Larger bags might be back in style again, and fashion watches as we know them today could be replaced by smartwatches in a few years.
Those are some early trends noted by Michael Kors Holdings Ltd. chairman and chief executive officer John Idol, who was speaking at the 23rd annual Goldman Sachs Global Retailing Conference on Wednesday in Manhattan.
“In North America, we believe that the handbag business will be slightly down in dollars, and that’s in totality, but up still significantly in units,” Idol said at the beginning of his presentation to investors.
According to Idol, the “overall handbag business globally will be in dollars flattish to maybe up a couple of percentage points.” But for its biggest market in North America, the business is being driven by two different factors — the trend of smaller bags and even smaller other goods to fit into the smaller bags.
“So both of those things are putting pressure on the AUR in the category. It’s just a fashion cyclical movement,” Idol said, adding that the $5 billion company introduced 18 different groups for the fall season and three of those are “starting to kick in very nicely in the bag size medium to large.”
That data point, according to Idol, indicates “we’re seeing a little bit of a move back. I don’t want to call it a moment when it’s completely transitioning, but we’re seeing a slight move back to medium-sized bags in particular.”
Idol also noted the still promotional activity in the department store arena, which is largely a North American issue. He said the department store channel needs to have fewer promotions, while the handbag business needs to see a return of sales of larger bags. “Some of [our] competitors have talked about seeing that happening as well, and that will be more of a fashion trend issue.
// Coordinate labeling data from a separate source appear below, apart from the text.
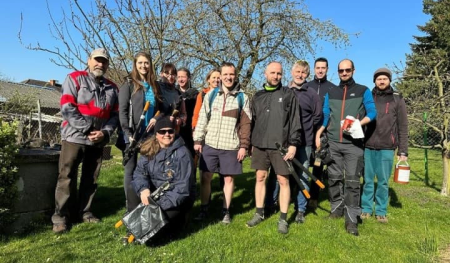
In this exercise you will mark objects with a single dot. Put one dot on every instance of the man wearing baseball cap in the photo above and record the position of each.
(387, 133)
(89, 106)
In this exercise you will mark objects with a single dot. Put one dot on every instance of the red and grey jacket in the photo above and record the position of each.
(88, 105)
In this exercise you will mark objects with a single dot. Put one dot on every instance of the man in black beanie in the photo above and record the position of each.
(392, 123)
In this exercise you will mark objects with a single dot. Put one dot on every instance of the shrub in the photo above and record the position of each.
(8, 171)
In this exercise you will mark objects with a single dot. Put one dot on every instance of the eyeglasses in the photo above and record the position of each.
(170, 74)
(347, 70)
(163, 132)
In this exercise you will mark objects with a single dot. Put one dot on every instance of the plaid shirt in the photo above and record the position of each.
(223, 131)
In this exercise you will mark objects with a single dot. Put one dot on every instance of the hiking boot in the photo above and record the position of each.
(270, 210)
(257, 218)
(352, 228)
(382, 219)
(90, 218)
(313, 204)
(226, 218)
(365, 216)
(59, 228)
(300, 218)
(283, 227)
(333, 216)
(201, 216)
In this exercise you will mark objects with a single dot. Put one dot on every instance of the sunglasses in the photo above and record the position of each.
(347, 70)
(163, 132)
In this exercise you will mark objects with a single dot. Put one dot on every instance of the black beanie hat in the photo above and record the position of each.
(164, 123)
(382, 71)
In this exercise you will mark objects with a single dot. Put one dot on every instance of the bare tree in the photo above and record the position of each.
(429, 93)
(199, 34)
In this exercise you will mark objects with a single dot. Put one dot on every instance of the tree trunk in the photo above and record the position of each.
(445, 184)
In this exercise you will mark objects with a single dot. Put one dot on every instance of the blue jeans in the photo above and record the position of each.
(303, 154)
(377, 163)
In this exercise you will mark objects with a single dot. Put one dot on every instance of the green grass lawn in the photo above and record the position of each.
(418, 228)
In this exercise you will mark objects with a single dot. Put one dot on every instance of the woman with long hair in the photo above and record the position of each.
(140, 87)
(213, 81)
(165, 158)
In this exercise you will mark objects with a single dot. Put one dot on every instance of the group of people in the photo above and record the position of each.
(217, 127)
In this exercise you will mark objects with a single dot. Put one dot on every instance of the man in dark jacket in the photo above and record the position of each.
(275, 118)
(387, 133)
(89, 106)
(349, 99)
(189, 96)
(321, 85)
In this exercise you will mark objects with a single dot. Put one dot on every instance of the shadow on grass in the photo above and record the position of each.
(108, 201)
(394, 202)
(425, 179)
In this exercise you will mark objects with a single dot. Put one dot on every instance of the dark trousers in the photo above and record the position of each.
(132, 199)
(344, 179)
(72, 154)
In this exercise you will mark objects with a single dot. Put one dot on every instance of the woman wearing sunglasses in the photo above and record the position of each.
(139, 88)
(164, 157)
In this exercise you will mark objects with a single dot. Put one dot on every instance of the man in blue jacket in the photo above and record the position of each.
(383, 136)
(321, 85)
(356, 100)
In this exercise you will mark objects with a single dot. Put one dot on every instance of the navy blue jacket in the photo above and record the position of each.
(150, 174)
(275, 118)
(310, 111)
(351, 99)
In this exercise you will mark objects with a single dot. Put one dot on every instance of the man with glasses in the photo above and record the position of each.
(321, 85)
(171, 97)
(275, 119)
(348, 99)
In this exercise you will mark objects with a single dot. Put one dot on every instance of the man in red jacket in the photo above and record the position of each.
(89, 106)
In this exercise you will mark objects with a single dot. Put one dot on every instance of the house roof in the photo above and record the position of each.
(50, 84)
(49, 97)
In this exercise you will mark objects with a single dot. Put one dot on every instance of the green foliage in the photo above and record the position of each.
(425, 80)
(8, 171)
(416, 231)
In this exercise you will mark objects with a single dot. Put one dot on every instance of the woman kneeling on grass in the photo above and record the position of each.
(165, 158)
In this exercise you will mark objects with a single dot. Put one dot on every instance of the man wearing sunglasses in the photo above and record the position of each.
(275, 119)
(321, 85)
(348, 99)
(90, 110)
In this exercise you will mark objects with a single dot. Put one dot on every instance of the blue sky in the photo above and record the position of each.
(385, 30)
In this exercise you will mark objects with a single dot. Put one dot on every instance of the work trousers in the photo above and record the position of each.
(72, 154)
(344, 179)
(377, 163)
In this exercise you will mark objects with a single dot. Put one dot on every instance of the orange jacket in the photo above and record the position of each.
(198, 106)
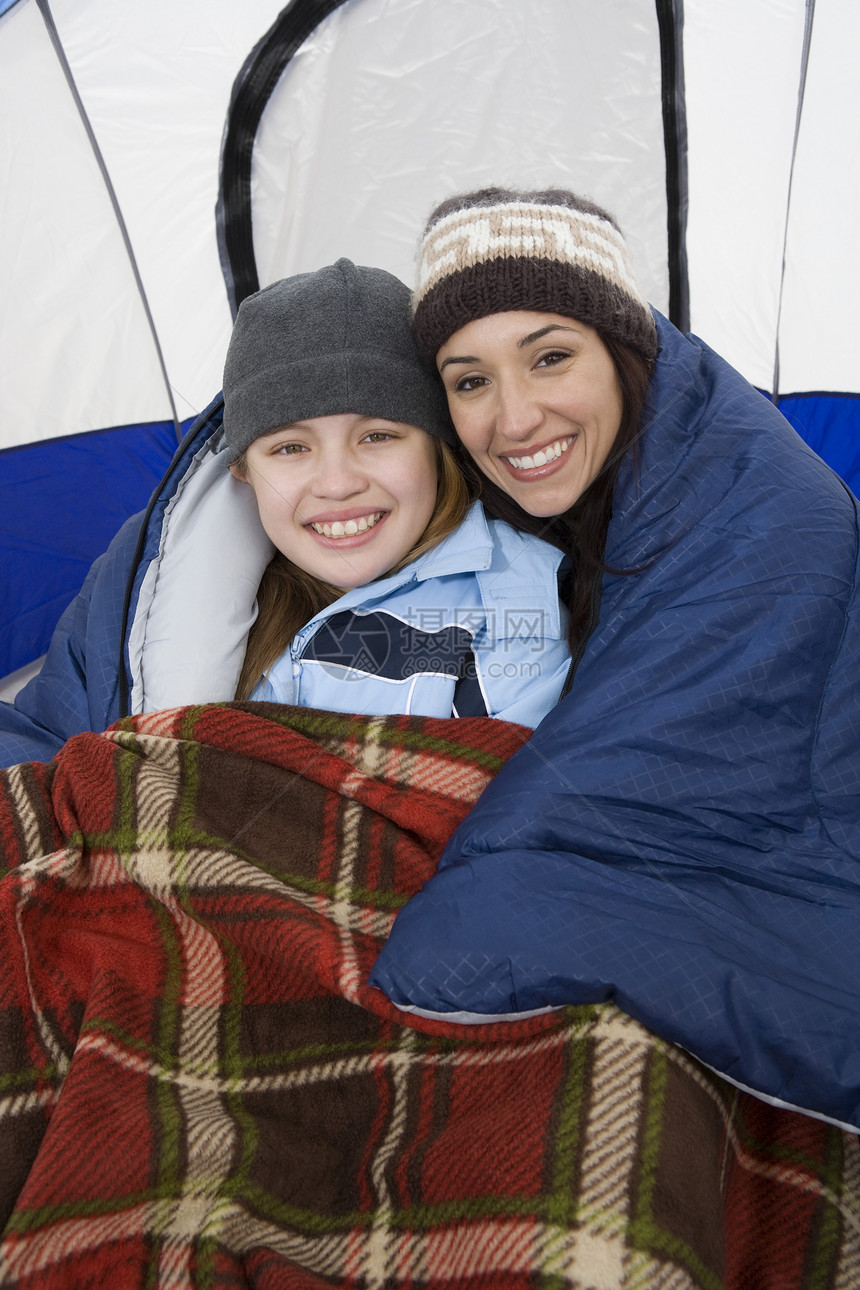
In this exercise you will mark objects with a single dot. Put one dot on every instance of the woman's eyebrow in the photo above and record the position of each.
(466, 357)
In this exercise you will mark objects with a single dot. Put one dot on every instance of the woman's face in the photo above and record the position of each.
(343, 497)
(537, 403)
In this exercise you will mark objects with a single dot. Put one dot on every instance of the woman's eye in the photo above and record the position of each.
(466, 383)
(549, 360)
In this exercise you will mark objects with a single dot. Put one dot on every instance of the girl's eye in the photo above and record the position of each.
(467, 383)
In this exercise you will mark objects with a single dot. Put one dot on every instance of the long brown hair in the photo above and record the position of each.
(289, 597)
(580, 533)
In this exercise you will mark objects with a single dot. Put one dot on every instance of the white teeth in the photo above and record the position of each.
(543, 457)
(347, 528)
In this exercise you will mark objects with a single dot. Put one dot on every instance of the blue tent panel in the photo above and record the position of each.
(830, 426)
(62, 502)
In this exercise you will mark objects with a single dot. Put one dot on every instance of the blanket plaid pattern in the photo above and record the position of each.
(197, 1089)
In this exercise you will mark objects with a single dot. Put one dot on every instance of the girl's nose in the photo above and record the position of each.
(517, 412)
(338, 476)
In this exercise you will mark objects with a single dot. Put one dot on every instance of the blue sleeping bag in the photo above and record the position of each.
(682, 832)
And I think you will see the category begin to see some dollar growth again but [we] don’t see [that taking] place until next year.”
To get AURs up and bring back the credibility of the pricing structure for the brand, Michael Kors on Feb. 1 will no longer be included in friends and family events and in couponing events at department stores and other retailers.
Idol also spoke of the goal to be a $6 billion-plus firm over the next few years. “Most of that increase will be driven by international. We believe our $1 billion Europe business will go to approximately $1.5 billion. And we believe that Asia ultimately is a $1 billion market for us….And then we have a product category increase, which will be men’s wear, which we feel also ultimately could be close to a $1 billion business for us globally.”
He said the primary driver for the North American business would be through the opening of men’s stores, adding that the company could potentially open 500 stores that average $2 million in sales each, bringing that business to $1 billion.
Idol also said the company will test same-day shipping in the November-December time frame. “We’re really defining what the service means to the customer today because we think that service is now becoming a key work in luxury….We also consider Amazon to be a competitor of ours because we’re all competing for dollars and [people] are spending on that. And if you can get something quickly, we believe that is a form of luxury in and of itself,” he said, adding that having 800 stores globally will enable the brand to deliver to consumers’ homes rapidly. “We’re looking at various delivery companies that we’re going to partner with [on] that,” Idol said.
The company, which just launched its Access smartwatch business, will be considering other items that might be lower than the current range of $350 to $395 for next year, as well as adding some newness to the category, Idol said. The tracker category, with styles starting at $95, is wide open, Idol said, noting that a competitor’s version is more male oriented while Michael Kors’ are a more feminine design.
“I think when you sit down for the next two to three years, fashion watches won’t exist, as you know them today. They will all be smart watches,” he predicted.